Schematic depicting the circuitry centered around Barrington’s nucleus that links the brain and pelvic viscera. A. Signals from pelvic viscera are conveyed to Barrington’s nucleus either directly or indirectly. Barrington’s nucleus modulates visceral activity via spinal efferents and cortical activity via its projections to the locus coeruleus. B. Through the same circuitry signals related to pathology in the pelvic viscera can be relayed to the cortex via Barrington’s nucleus projections to the LC. Psychogenic stimuli, such as social stress can potentially impact on the pelvic viscera through projections from the periaqueductal gray or other afferents to Barrington’s nucleus. Abbreviations: IBS (irritable bowel syndrome), LC (locus coeruleus) and OAB (Overactive bladder).

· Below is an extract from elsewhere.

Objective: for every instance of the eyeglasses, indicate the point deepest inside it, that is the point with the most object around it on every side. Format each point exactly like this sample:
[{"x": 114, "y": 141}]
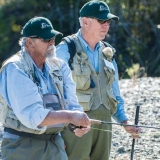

Corticotropin-releasing factor

Corticotropin-releasing factor serves as a neurohormone and brain neurotransmitter to orchestrate the stress response. CRF release from hypothalamic neurons that terminate in the median eminence initiate the cascade of adrenocorticotropin and corticosteroid secretion that are the hallmark of stress18. CRF in neurons outside of the hypothalamus, particularly in limbic regions that are involved in the expression of emotion serves as a neurotransmitter to mediate emotional, cognitive and behavioral aspects of the stress response19,44. The LC is a target for CRF neurotransmission and in response to stress, CRF is released into the LC from limbic regions to excite LC neurons subsequently resulting in forebrain EEG activation and arousal4548. This is thought to be an emotional arousal component of the stress response.

CRF is also prominently expressed in Barrington’s nucleus neurons and CRF axons from Barrington’s nucleus terminate within the preganglionic parasympathetic nucleus that gives rise to pelvic innervation, as well as within the LC, indicating that CRF is an important neurotransmitter in this circuit10,17,49 (Fig. 3). The finding of CRF in a circuit regulating micturition is of interest from an evolutionary and phylogenetic standpoint because CRF functioned as an osmoregulatory peptide in early species and CRF analogues are diuretic hormones in insects50,51. As in rat and cat, CRF is prominent in human brain in the region corresponding to Barrington’s nucleus and PET imaging studies have associated this region with micturition52,53.

Figure 3.

Figure 3

CRF is a major neurotransmitter in Barrington’s nucleus neurons. A. Brightfield photomicrograph of a rat brain section at the level of Barrington’s nucleus showing CRF-immunoreactive neurons (blue) and neurons that are retrogradely labeled with the tracer fluorogold from the lumbosacral spinal cord (brown). Note that most neurons have the hybrid blue/brown color indicating that they are CRF neurons that project to the spinal cord (example indicated by arrow). The arrowhead points to a neuron that is labeled for CRF only. Dorsal is at the top and medial is to the right. V indicates the fourth ventricle. B. Section at the level of the lumbosacral spinal cord showing dense CRF immunoreactive terminal fields (blue) in the region of the preganglionic parasympathetic neurons (arrows). The section is counterstained with Neutral Red. Dorsal is at the top.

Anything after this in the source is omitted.